Mellin had closed his eyes. He lay quite still and made no answer.

"No, I'll bet you hadn't," said Cooley, correctly deducing the fact.
"You're well off, or you wouldn't be at this hotel, and, for all I
know, you may be fixed so you won't mind your loss as much as I do
mine; but it ought to make you kind of charitable toward my
suspicions of Madame de Vaurigard's friends."

The six hundred dollars in express company checks and the three
hundred-lire bills were all the money the unhappy Mellin had in
the world, and until he could return to Cranston and go back to
work in the real-estate office again, he had no prospect of any
more. He had not even his steamer ticket.
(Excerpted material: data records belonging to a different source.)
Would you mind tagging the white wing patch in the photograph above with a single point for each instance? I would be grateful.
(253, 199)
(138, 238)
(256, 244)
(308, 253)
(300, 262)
In the shock of horror
and despair he whispered brokenly:

"I don't care if they 're the worst people in the world, they're
better than I am!"

The other's gloom cleared a little at this. "Well, you ~have~ got
it!" he exclaimed briskly. "You don't know how different you'll
feel after a long walk in the open air." He looked at his watch.
"I've got to go and see what that newspaper-man, Cornish, wants;
it's ten o'clock. I'll be back after a while; I want to reason
this out with you. I don't deny but it's possible I'm wrong;
anyway, you think it over while I'm gone. You take a good hard
think, will you?"

As he closed the door, Mellin slowly drew the coverlet over his
head. It was as if he covered the face of some one who had
just died.




VIII. What Cornish Knew


Two hours passed before young Cooley returned. He knocked twice
without a reply; then he came in.

The coverlet was still over Mellin's head.

"Asleep?" asked Cooley.

"No."

The coverlet was removed by a shaking hand.

"Murder!" exclaimed Cooley sympathetically, at sight of the other's
face. "A night off certainly does things to you! Better let me get
you some--"

"No. I'll be all right--after while."

"Then I'll go right ahead with our little troubles. I've decided
to leave for Paris by the one-thirty and haven't got a whole lot
of time. Cornish is here with me in the hall: he's got something
to say that's important for you to hear, and I'm goin' to bring him
right in." He waved his hand toward the door, which he had left
open. "Come along, Cornish. Poor ole Mellin'll play Du Barry with
us and give us a morning leevy while he listens in a bed with a
palanquin to it. Now let's draw up chairs and be sociable."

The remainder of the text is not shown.